Le quotidien Al Massae rappelle, dans son édition du jeudi 20 juin, que le rapport onusien a tiré la sonnette d’alarme sur la surexploitation du sable sur les côtes marocaines. Le document classe le Maroc parmi les pays qui connaissent une extraction illégale et irresponsable de sable risquant d'entraîner la sécheresse, des inondations et la baisse de la qualité de l’eau. Une surexploitation qui affecte la vie marine et engendre des conséquences néfastes sur l’environnement. Le rapport souligne qu'«il est vrai que l’on ne peut se passer du sable, mais il faut inciter les gens à s’adapter à une extraction responsable et modérée tout en trouvant de nouvelles solutions pour la gouvernance environnementale des ressources mondiales en sable».

 

Il faut rappeler que la Chambre des représentants avait constitué une commission parlementaire d’information sur les carrières de sable, et ce six mois après sa validation par le bureau de la Chambre. Un retard provoqué par les lobbies du sable qui ont pu noyauter le parlement pour imposer leur loi.
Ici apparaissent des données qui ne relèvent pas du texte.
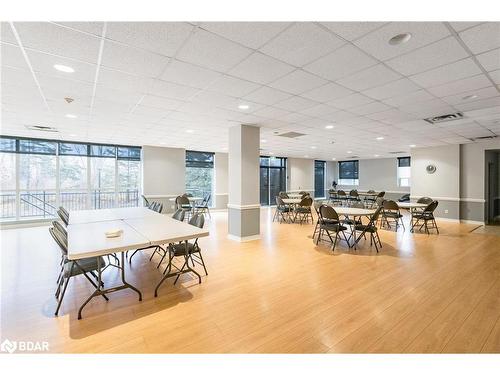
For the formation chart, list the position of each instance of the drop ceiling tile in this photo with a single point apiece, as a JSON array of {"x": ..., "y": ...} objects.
[
  {"x": 377, "y": 44},
  {"x": 460, "y": 26},
  {"x": 368, "y": 78},
  {"x": 212, "y": 51},
  {"x": 463, "y": 85},
  {"x": 483, "y": 37},
  {"x": 436, "y": 54},
  {"x": 409, "y": 98},
  {"x": 318, "y": 110},
  {"x": 447, "y": 73},
  {"x": 352, "y": 30},
  {"x": 302, "y": 43},
  {"x": 350, "y": 101},
  {"x": 161, "y": 37},
  {"x": 249, "y": 34},
  {"x": 297, "y": 82},
  {"x": 369, "y": 108},
  {"x": 295, "y": 104},
  {"x": 12, "y": 56},
  {"x": 57, "y": 40},
  {"x": 340, "y": 63},
  {"x": 327, "y": 92},
  {"x": 233, "y": 86},
  {"x": 261, "y": 69},
  {"x": 391, "y": 89},
  {"x": 490, "y": 60},
  {"x": 189, "y": 75}
]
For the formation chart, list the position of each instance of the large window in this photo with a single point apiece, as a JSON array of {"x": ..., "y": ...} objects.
[
  {"x": 272, "y": 178},
  {"x": 349, "y": 172},
  {"x": 319, "y": 178},
  {"x": 200, "y": 173},
  {"x": 39, "y": 175},
  {"x": 404, "y": 171}
]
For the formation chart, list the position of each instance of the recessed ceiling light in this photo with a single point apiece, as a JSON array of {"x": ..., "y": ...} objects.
[
  {"x": 468, "y": 97},
  {"x": 64, "y": 68},
  {"x": 400, "y": 39}
]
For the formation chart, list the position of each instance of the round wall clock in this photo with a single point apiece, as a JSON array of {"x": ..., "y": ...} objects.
[{"x": 430, "y": 168}]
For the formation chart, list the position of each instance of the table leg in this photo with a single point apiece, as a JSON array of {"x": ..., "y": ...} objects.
[{"x": 99, "y": 291}]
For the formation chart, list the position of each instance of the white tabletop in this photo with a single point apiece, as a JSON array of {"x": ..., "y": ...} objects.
[
  {"x": 411, "y": 205},
  {"x": 107, "y": 214},
  {"x": 353, "y": 211},
  {"x": 89, "y": 240},
  {"x": 165, "y": 229},
  {"x": 292, "y": 200},
  {"x": 191, "y": 199}
]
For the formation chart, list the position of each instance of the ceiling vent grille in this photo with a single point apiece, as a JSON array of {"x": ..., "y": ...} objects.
[
  {"x": 291, "y": 135},
  {"x": 41, "y": 128},
  {"x": 445, "y": 118}
]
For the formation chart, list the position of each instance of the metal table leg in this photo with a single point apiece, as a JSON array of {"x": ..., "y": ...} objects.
[{"x": 99, "y": 291}]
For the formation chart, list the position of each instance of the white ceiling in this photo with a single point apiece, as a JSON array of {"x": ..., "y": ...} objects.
[{"x": 180, "y": 84}]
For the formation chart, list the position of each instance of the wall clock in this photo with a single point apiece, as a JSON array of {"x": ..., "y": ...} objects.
[{"x": 430, "y": 168}]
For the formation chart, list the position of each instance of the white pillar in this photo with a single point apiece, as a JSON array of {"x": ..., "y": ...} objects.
[{"x": 244, "y": 202}]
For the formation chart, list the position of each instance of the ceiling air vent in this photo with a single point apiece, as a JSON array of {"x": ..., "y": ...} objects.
[
  {"x": 484, "y": 137},
  {"x": 42, "y": 128},
  {"x": 291, "y": 135},
  {"x": 445, "y": 118}
]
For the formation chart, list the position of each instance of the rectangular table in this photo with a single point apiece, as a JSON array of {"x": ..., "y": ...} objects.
[{"x": 141, "y": 228}]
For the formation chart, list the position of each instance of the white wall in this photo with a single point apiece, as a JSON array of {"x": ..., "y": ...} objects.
[
  {"x": 300, "y": 174},
  {"x": 221, "y": 180},
  {"x": 163, "y": 173}
]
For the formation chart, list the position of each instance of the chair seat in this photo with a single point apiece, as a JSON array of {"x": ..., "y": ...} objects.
[
  {"x": 366, "y": 228},
  {"x": 84, "y": 265},
  {"x": 180, "y": 248},
  {"x": 333, "y": 227}
]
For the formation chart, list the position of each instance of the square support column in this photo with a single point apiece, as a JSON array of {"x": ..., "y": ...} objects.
[{"x": 244, "y": 180}]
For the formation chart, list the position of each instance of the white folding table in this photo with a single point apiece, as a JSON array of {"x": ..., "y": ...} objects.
[{"x": 140, "y": 227}]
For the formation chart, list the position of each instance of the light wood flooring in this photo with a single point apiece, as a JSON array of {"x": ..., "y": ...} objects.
[{"x": 281, "y": 294}]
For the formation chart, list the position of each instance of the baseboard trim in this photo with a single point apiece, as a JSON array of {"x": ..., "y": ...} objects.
[{"x": 243, "y": 239}]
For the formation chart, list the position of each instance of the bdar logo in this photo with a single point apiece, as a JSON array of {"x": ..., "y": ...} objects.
[{"x": 8, "y": 346}]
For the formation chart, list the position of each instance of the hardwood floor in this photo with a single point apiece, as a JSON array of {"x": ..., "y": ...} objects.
[{"x": 421, "y": 293}]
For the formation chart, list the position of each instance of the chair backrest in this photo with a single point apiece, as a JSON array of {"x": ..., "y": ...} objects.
[
  {"x": 431, "y": 207},
  {"x": 178, "y": 215},
  {"x": 306, "y": 202},
  {"x": 390, "y": 205},
  {"x": 358, "y": 204},
  {"x": 60, "y": 239},
  {"x": 329, "y": 213},
  {"x": 63, "y": 217},
  {"x": 425, "y": 200},
  {"x": 283, "y": 194},
  {"x": 379, "y": 201},
  {"x": 197, "y": 220}
]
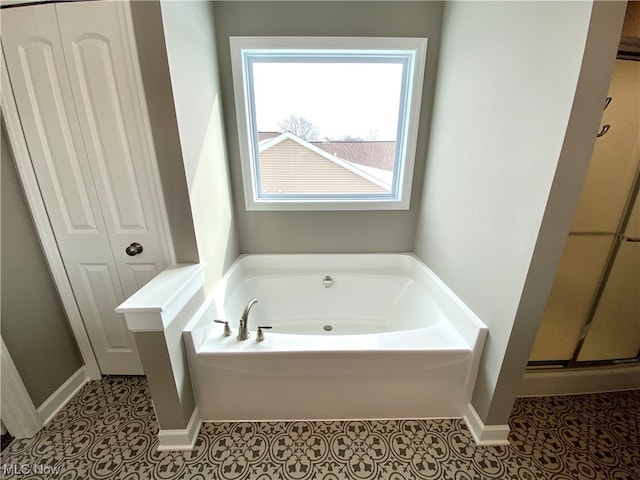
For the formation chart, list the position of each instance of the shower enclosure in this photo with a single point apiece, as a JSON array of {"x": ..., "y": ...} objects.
[{"x": 593, "y": 313}]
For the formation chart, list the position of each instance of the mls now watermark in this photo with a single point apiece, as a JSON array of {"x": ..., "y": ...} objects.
[{"x": 29, "y": 469}]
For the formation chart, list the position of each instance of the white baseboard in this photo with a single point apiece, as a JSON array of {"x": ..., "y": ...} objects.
[
  {"x": 59, "y": 399},
  {"x": 181, "y": 439},
  {"x": 485, "y": 435},
  {"x": 580, "y": 381}
]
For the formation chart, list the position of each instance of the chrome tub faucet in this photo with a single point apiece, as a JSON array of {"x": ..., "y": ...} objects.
[{"x": 243, "y": 331}]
Du coup, la commission n’a pu être constituée qu’après la réunion de la commission des infrastructures chargée d’étudier le phénomène d’extraction du sable sur les côtes et les catastrophes naturelles graves que cela engendre. Mais, jusqu’au jour d’aujourd’hui et malgré les avertissements du Programme des Nations Unies pour l’environnement (PNUE), ladite commission parlementaire demeure toujours paralysée.